As part of the opening ceremony, members of JSU's Insatiable Modeling Squad and Blue Ambassadors modeled dresses, suits, shoes and accessories from the career closet.
Bynum, wife of JSU President William Bynum Jr., established the Tiger Career Closet to help students who may not have the means to purchase proper attire for job interviews, and asked faculty, staff and alumni to donate gently used business attire to get the program started. The program features two full dressing rooms, built-in dressers, an island dresser and multiple levels of shelving.
Students who participate in the clothes closet program can receive one free professional outfit per academic year by scheduling an appointment at http://www.jsums.edu/tigercareercloset/policies/. For more information on how to donate clothing items, visit the Tiger Career Closet website.

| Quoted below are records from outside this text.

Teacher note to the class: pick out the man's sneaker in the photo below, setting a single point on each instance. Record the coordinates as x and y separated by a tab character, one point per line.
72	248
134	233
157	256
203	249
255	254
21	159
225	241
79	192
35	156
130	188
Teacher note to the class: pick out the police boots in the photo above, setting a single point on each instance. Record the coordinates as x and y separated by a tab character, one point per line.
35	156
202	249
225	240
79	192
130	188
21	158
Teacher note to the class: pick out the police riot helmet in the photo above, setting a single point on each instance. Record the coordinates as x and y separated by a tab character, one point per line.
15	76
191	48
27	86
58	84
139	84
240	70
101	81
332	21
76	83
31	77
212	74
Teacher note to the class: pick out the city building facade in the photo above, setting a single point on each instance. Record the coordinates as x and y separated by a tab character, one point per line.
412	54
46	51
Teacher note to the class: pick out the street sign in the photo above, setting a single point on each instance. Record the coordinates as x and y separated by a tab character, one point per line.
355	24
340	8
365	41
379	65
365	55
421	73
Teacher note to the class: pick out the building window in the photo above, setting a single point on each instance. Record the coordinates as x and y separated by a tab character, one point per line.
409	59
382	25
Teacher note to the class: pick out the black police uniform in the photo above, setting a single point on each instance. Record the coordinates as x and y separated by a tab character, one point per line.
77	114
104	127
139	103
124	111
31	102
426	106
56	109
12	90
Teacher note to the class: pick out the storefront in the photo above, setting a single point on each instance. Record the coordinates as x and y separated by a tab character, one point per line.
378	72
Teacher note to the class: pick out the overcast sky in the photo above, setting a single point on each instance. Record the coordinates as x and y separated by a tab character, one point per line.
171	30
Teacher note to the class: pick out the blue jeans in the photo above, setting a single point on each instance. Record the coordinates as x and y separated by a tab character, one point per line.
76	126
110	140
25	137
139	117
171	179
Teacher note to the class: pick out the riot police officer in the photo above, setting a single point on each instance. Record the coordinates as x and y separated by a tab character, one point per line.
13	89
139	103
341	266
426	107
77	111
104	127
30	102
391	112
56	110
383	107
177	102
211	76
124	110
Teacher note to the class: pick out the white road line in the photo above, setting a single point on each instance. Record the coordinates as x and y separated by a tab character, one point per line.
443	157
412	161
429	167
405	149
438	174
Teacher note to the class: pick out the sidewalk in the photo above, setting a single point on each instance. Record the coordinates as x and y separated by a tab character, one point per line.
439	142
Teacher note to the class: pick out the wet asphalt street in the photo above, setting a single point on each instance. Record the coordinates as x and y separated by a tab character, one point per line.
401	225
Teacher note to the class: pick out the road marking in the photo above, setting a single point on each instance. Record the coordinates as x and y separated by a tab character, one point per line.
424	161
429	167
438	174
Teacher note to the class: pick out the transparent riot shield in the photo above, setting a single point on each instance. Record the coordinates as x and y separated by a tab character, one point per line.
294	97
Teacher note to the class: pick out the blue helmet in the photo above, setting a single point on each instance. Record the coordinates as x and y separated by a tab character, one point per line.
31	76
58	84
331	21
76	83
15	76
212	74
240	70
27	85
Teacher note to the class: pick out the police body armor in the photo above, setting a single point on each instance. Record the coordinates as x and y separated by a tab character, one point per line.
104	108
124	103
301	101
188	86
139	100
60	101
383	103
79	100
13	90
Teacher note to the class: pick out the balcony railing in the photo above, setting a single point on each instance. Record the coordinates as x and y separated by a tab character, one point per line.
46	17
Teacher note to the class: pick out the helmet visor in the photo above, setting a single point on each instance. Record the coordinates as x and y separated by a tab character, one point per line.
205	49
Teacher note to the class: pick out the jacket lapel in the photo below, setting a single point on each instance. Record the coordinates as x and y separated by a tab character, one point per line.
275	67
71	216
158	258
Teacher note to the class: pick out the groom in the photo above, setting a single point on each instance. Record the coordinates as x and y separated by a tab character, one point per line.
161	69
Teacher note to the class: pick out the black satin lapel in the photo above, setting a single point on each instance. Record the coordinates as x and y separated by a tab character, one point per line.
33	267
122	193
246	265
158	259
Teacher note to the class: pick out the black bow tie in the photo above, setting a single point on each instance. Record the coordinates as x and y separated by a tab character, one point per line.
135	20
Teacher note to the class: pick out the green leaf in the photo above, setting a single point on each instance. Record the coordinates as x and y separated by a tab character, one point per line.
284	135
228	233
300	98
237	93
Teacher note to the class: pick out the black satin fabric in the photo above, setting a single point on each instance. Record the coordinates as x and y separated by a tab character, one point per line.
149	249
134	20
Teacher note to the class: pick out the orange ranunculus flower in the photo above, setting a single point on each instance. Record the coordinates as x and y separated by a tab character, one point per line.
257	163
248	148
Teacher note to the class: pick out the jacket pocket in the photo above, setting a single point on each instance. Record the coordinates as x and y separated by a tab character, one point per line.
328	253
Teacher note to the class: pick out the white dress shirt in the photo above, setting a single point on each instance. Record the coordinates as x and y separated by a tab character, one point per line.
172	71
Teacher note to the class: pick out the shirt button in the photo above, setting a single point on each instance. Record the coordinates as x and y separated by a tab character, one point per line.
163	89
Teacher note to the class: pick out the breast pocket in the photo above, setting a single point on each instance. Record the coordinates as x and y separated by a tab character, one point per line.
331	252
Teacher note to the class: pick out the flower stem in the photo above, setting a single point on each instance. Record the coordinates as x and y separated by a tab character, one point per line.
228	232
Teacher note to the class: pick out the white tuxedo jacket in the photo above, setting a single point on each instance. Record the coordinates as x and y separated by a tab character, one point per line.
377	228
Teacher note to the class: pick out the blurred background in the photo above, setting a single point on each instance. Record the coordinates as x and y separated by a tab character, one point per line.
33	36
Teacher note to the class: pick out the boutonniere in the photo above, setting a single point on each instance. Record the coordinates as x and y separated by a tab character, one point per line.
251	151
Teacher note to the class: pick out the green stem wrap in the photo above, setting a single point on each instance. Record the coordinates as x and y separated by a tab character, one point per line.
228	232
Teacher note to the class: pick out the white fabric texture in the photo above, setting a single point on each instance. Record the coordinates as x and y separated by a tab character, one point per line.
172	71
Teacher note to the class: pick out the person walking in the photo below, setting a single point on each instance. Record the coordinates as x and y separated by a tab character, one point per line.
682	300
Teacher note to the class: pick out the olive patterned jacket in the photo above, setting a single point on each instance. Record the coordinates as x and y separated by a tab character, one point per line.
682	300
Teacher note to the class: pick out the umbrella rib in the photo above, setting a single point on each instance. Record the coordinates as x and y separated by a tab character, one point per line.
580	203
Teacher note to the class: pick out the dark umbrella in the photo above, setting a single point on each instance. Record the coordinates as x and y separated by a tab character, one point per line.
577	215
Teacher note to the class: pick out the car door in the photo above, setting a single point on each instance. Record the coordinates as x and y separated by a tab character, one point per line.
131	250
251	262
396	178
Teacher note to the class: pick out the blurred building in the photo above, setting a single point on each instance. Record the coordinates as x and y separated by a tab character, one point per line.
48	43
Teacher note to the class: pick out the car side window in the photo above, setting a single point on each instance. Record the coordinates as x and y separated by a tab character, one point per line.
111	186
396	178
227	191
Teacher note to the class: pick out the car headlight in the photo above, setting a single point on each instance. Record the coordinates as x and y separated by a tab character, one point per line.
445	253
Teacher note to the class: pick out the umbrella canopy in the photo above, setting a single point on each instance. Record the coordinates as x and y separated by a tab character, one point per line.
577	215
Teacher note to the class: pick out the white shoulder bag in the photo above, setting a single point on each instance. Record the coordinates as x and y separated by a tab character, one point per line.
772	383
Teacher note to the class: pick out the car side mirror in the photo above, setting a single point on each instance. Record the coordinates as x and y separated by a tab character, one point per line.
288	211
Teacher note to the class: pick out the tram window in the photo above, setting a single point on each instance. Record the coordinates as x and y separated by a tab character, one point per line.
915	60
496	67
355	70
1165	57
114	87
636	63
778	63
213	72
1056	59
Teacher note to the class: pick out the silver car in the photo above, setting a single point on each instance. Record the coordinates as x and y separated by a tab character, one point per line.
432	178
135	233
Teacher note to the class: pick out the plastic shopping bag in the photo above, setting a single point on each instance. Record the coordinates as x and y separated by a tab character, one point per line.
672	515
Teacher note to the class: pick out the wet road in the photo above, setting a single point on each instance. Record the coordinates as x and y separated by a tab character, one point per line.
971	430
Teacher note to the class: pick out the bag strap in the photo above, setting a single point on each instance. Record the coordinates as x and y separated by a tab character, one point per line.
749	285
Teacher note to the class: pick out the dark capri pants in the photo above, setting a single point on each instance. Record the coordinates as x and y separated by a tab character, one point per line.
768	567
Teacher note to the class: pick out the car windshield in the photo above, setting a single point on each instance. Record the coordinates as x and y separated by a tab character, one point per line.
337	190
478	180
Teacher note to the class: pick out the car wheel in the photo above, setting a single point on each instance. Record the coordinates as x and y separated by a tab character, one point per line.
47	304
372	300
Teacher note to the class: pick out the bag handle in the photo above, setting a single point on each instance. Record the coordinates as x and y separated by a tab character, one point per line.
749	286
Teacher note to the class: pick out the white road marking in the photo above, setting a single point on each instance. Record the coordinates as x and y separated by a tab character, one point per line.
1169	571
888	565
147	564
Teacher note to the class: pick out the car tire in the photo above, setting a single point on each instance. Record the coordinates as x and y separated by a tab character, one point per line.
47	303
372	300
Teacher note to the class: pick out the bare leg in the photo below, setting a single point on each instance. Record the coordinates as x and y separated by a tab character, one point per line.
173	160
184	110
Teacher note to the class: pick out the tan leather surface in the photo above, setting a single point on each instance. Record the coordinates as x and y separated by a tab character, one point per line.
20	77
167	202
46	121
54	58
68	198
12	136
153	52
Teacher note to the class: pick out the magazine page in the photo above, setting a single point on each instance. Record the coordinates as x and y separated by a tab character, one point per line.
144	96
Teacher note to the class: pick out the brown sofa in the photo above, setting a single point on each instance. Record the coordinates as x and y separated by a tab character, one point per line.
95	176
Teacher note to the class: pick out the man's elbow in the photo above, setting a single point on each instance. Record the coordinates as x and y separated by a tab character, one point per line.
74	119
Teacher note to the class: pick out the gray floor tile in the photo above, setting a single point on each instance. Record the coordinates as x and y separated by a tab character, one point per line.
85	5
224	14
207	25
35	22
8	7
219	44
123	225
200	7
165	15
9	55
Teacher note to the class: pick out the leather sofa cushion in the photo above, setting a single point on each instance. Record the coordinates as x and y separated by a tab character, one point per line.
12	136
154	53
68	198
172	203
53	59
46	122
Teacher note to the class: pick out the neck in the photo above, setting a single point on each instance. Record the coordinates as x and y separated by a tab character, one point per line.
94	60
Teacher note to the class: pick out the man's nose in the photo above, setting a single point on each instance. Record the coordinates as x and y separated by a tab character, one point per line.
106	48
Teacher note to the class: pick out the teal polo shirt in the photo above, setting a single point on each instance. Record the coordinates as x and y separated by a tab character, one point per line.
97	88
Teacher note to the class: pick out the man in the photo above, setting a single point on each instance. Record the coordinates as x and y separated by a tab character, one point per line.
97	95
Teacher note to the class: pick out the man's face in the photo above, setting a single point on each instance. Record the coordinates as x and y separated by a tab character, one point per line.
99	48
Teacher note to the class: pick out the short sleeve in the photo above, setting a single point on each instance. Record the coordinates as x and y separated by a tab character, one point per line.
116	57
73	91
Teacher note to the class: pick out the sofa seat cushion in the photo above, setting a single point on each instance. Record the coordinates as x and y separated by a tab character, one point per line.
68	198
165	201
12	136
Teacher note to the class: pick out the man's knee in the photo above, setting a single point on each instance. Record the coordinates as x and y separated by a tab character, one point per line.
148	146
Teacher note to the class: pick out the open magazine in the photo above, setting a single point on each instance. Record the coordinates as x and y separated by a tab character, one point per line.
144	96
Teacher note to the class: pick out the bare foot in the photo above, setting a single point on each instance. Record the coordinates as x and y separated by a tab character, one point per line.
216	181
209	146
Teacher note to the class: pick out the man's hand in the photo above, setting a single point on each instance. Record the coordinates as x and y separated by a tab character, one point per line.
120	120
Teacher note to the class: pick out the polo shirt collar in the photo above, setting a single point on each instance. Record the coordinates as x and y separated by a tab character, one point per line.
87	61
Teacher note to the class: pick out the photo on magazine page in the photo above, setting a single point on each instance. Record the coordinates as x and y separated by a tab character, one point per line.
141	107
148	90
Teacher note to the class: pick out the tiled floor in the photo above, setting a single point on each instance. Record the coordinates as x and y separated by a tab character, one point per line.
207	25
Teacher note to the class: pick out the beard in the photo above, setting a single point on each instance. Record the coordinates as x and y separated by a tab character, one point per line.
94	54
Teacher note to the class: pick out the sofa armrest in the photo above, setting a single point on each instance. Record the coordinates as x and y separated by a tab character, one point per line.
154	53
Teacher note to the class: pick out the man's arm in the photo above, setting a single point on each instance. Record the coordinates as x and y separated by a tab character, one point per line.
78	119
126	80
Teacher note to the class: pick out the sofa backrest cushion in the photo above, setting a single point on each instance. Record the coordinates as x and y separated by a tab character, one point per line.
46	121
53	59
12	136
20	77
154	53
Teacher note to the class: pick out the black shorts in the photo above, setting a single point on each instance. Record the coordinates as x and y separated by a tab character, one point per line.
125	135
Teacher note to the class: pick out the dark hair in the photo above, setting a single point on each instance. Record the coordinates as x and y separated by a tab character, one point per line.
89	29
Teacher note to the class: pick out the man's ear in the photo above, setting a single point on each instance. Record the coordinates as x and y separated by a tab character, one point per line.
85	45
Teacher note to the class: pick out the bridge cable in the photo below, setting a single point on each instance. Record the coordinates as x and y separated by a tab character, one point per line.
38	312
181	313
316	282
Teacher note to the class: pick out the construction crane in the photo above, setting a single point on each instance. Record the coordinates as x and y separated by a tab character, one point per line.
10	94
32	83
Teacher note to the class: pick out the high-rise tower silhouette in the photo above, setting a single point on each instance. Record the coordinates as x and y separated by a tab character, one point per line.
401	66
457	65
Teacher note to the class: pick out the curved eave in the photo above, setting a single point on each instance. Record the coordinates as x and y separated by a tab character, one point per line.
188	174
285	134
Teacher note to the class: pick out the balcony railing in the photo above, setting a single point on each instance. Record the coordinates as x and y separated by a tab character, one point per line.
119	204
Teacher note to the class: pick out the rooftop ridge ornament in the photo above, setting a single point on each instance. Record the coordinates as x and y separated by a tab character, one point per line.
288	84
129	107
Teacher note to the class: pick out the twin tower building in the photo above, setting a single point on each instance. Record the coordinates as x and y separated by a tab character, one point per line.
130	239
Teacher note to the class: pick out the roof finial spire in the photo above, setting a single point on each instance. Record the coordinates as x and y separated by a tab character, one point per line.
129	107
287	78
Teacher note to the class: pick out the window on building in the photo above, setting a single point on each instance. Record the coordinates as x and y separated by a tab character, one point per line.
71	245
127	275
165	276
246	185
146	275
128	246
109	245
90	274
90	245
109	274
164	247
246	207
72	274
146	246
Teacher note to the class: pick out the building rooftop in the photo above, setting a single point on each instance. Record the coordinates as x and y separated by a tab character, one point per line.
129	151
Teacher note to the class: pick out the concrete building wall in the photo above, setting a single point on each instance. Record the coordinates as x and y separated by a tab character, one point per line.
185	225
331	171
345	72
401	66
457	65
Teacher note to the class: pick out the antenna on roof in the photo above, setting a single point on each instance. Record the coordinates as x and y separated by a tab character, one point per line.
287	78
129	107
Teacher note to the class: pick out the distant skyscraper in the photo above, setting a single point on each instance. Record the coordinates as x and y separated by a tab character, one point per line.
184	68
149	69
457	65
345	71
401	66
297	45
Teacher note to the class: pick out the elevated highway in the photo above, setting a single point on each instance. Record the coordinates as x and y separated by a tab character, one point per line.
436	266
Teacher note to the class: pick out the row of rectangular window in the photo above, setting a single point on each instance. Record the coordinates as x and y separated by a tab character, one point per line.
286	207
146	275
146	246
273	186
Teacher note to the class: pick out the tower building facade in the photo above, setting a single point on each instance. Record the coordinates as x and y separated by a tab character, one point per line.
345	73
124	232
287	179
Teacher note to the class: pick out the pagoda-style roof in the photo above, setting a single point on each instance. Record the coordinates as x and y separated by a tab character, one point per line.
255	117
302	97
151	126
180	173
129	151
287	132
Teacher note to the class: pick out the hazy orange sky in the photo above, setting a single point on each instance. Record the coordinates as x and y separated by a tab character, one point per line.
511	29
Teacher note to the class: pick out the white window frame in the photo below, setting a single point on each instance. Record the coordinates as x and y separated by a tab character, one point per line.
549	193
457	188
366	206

Tougaloo's Red-Sand Art Installation
Tougaloo College will become the first historically black college or university to establish a red-sand art installation in partnership with the Red Sand Project in a ceremony on Tuesday, Nov. 14, from 2 p.m. to 4 p.m.
The Red Sand Project creates art pieces featuring red sand to raise awareness of and start conversations about modern-day slavery and human trafficking. The works typically feature sand in cracks in the sidewalk at different sites to symbolize blood and overlooked populations such as refugees and immigrants who often "fall through the cracks" and become victims of trafficking.
New York City-based artist and activist Molly Gochman founded the Red Sand Project in 2014. The project has since placed installations in all 50 states and more than 70 countries, and has also distributed 215,000 Red Sand Project toolkits for people seeking to make their own installations.
Ahead of the artwork's dedication, Tougaloo will host a press conference at 1 p.m. on Nov. 14 about modern-day slavery and human trafficking. For more information about Red Sand Project, visit redsandproject.org.
MVSU Receives Halbrook Award for Student-Athlete Achievement
Mississippi Valley State University received the David Halbrook Award for Academic Achievement Among Athletes in the men's public university division during the annual Halbrook Awards Luncheon on Oct. 3. The luncheon is part of the Mississippi Association of Colleges and Universities Annual Conference, and recognizes colleges and universities with high academic standards for student athletes.
Former state legislator David M. Halbrook Sr. established the award together with his brothers John, James and J.A. Halbrook. The Board of Trustees of State Institutions of Higher Learning currently manages the program together with the Mississippi Community College Board and the Mississippi Association of Independent Colleges and Universities.
MVSU also received the Halbrook award for the men's division in 1997 and 1998, and the women's division in 2001.